# Fracino Espresso Machines



## CoffeeChris (Dec 2, 2011)

Hi,

Is there a reason that the only place I seem to see Fracino Espresso Machines are pubs/hotels and only the odd cafe?

Looking at opening a coffee shop...Would be great to support British manufacturing! But never seem to see the serious barista use these machines...Same go for sanremo..Sponsor big events but again never seem to see these machines?


----------



## Monkey_Devil (Jul 11, 2011)

From what i gather, fracino tend to make fairly basic but useable machines, not necessarily tending to the needs of most artisan coffee shops. For example, they have no PID controls on their machines, which is becoming fairly common place for a serious barista.

Probably just good solid machines but not exciting. Like a Vauxhall or Ford where La Marzocco is a Mercedes. Slayer would be Rolls Royce or Maybach


----------



## CoffeeChris (Dec 2, 2011)

Ok...thats a shame...what about sanremo?


----------



## coffeebean (Jan 26, 2010)

I have used a Fracino Contempo for over 4 years on my mobile espresso bar and it has never let me down. You want reliability, Fracino are bullet proof machines!


----------



## coffee2gogo (Jan 19, 2012)

Like coffeebean, i have a mobile unit it has the beautiful fracino retro in it, had it for a few months, so far so fab! - excuse my ignorance but what is PID?


----------



## jimbow (Oct 13, 2011)

My home machine is a hand-fill Fracino machine intended for home/light commercial use. Absolutely rock solid but relatively basic - reminds me of most British engineered stuff e.g. Land Rover.
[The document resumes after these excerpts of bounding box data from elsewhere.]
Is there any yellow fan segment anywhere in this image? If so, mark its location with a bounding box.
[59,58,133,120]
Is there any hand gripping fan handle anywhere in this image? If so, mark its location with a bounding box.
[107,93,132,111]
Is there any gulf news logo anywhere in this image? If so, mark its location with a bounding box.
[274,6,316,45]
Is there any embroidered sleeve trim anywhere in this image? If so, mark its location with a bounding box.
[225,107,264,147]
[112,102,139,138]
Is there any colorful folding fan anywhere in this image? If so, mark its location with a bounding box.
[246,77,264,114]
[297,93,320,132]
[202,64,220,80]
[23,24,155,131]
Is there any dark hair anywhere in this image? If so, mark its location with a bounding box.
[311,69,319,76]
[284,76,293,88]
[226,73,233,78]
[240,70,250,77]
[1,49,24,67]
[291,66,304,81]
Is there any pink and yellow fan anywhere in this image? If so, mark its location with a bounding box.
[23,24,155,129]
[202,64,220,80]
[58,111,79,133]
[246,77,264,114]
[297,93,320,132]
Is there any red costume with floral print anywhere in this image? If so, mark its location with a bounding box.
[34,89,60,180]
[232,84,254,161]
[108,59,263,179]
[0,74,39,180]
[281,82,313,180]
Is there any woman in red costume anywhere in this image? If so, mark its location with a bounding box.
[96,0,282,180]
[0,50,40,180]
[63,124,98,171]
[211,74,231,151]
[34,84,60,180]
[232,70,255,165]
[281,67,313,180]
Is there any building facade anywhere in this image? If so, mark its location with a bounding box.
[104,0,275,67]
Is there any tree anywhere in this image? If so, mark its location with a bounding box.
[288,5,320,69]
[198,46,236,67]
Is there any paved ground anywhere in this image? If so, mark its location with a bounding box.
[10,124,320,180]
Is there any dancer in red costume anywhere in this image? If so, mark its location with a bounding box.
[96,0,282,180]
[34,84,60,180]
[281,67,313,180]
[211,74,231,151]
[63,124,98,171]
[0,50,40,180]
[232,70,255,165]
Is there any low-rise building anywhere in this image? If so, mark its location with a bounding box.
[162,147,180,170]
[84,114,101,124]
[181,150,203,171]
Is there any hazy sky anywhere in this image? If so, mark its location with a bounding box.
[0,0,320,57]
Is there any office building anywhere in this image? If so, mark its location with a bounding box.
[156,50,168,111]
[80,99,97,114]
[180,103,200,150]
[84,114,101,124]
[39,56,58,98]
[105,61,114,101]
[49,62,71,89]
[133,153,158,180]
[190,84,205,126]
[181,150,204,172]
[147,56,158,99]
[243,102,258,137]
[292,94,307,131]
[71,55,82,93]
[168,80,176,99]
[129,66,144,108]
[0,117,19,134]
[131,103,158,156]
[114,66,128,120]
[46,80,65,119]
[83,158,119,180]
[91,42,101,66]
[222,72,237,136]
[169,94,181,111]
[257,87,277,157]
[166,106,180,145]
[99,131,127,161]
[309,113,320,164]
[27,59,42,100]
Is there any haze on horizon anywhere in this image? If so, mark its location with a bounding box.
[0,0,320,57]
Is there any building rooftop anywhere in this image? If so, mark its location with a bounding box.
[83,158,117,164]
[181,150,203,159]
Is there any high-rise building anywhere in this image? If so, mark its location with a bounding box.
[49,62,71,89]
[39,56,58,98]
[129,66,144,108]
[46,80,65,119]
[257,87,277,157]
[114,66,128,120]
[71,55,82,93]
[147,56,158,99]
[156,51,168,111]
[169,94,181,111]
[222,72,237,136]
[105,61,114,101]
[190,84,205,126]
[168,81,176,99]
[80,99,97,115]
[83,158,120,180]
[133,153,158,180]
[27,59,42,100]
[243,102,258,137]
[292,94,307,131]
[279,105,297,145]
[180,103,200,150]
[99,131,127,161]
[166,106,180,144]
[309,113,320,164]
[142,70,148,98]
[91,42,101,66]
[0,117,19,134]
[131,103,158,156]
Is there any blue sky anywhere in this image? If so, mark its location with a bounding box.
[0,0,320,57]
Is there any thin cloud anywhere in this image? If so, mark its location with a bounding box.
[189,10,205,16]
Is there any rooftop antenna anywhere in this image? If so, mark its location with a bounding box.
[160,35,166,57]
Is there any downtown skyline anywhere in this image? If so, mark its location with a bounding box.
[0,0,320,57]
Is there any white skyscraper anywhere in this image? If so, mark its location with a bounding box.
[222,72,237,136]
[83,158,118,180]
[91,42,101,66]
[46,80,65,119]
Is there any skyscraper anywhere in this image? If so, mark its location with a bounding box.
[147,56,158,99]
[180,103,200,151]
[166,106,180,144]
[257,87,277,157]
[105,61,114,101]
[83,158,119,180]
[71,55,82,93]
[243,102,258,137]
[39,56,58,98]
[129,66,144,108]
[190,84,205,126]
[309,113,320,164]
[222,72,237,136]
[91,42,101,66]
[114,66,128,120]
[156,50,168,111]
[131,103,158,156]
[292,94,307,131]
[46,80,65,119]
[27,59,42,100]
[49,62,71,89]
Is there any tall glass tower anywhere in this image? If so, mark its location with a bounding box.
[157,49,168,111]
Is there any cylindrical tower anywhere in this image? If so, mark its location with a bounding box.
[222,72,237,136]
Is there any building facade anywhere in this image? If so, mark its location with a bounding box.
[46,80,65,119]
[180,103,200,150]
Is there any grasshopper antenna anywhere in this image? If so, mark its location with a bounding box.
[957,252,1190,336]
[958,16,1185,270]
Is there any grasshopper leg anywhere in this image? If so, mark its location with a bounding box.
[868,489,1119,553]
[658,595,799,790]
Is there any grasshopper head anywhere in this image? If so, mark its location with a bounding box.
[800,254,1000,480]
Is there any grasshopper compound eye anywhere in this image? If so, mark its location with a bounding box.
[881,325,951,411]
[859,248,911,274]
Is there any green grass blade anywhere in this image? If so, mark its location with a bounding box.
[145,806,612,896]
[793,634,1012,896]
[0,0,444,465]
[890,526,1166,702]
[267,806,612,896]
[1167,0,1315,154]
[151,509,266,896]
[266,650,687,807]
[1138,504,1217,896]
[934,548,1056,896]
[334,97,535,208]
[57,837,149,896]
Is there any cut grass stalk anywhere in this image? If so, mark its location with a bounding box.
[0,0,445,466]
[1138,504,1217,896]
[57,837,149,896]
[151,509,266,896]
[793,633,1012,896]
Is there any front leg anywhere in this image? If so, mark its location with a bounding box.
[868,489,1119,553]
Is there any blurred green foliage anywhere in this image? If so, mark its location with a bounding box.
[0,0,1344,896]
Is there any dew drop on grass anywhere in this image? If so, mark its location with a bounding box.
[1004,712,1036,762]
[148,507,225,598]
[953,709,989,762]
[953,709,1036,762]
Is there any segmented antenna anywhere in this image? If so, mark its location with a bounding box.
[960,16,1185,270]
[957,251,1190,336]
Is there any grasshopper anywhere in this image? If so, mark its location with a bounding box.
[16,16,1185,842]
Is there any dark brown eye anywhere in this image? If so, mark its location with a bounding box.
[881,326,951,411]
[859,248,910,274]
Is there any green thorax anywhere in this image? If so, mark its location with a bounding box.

San Remo now offer PID controlled double boiler configurations in some of their high end machines. I have seen these in quite a few coffee shops here in Sussex. PIDs are really just a precise way of controlling boiler temperature. Think of them like a thermostat on steroids! They only really work when used on a brew boiler so this means a double boiler design machine in commercial environments. Most commercial machines currently use Heat eXchanger designs and these don't benefit from PIDs as they have no brew boiler


----------